Colloque « L’irrationalité » – 19, 20, 21 novembre 2019

Fake news, antivax, peur des ondes, théories du complot …
Au sein d’une société fondée sur l’accumulation des connaissances, les démonstrations irrationnelles semblent renforcées par un relativisme ambiant. Du 19 au 21 novembre 2019, 24 intervenants se réunissent en vue de dépeindre la mécanique de l’irrationalité, de sa fabrication à sa réception en passant par l’étude de la propension humaine à croire.
Organisé par Jean Baechler, sociologue et membre de l’Académie des sciences morales et politiques, et Gérald Bronner, professeur de sociologie cognitive à l’Université Paris-Diderot, cet évènement est soutenu par la Fondation Simone et Cino Del Duca.

Fondation Simone et Cino Del Duca
10, rue Alfred de Vigny
75008 Paris

Présentation

Les sophistes grecs déjà soutenaient que, l’homme étant la mesure de toutes choses, il n’existait aucun point de vue et d’appui permettant de distinguer objectivement le bien du mal, le vrai du faux, le juste de l’injuste… Tout et n’importe quoi peut être soutenu, à condition de le faire avec  habileté, de manière à tromper ou rallier les naïfs et les sots. Socrate s’est dressé contre cette position et la philosophie grecque a pris son envol.

Notre temps pourrait tirer le plus grand profit d’une réaction même plus modeste, car l’irrationnel a, une fois de plus, fait son grand retour, comme si le balancement entre le rationnel et l’irrationnel devait fatalement aller de l’un à l’autre, sans jamais pouvoir s’arrêter sur la position rationnelle.

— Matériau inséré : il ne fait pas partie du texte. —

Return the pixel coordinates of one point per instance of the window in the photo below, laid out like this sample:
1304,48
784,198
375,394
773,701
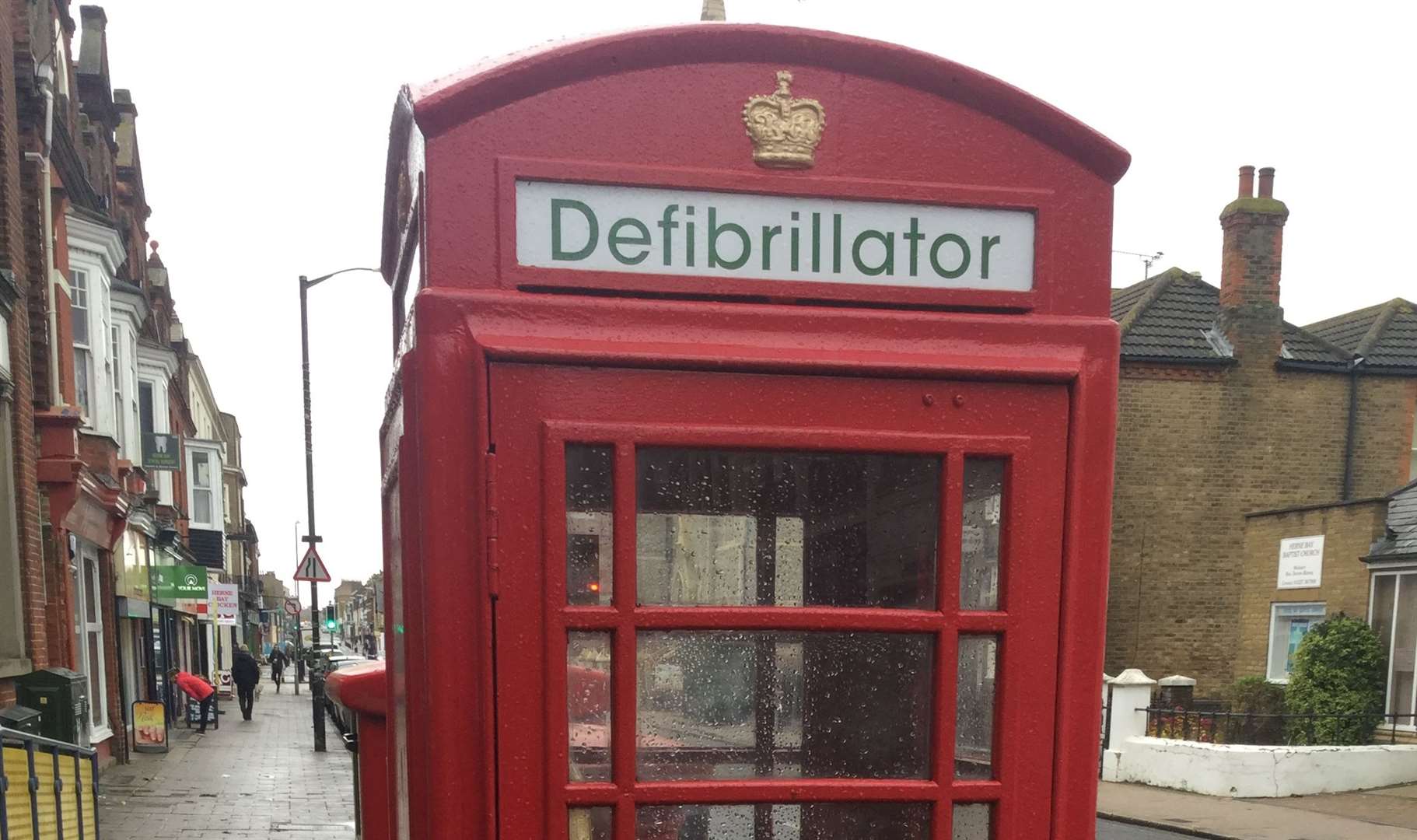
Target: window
1289,624
1393,617
201,486
82,352
88,629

Depuis un bon demi-siècle, on voit passer avec stupeur des affirmations étranges. La mythologie grecque n’est qu’une manière de voir les choses différente de la vision scientifique moderne, qui ne saurait prétendre à une grande teneur en vérités. Tout énoncé se réclamant de l’objectivité n’est qu’une ruse de la part de qui occupe le pouvoir, pour l’exercer et le garder par des tromperies déguisées en faits avérés.
La démocratie, la justice, le droit, les libertés sont des produits culturels particuliers à l’Occident, sans la moindre validité universelle, quand ce ne sont pas des ruses pour asservir le reste du monde. Le créationnisme peut se prévaloir d’une validité égale à celle des théories de l’évolution et doit être enseigné dans les écoles comme une branche d’une alternative indécidable. Le conspirationnisme sévit sur les réseaux sociaux. La vaccination provoque l’autisme et inflige d’innombrables maux, que des groupes de pressions intéressées cachent à la population. L’écologisme à la même valeur que l’écologie et doit participer à égalité avec celle-ci au débat public. Et ainsi de suite…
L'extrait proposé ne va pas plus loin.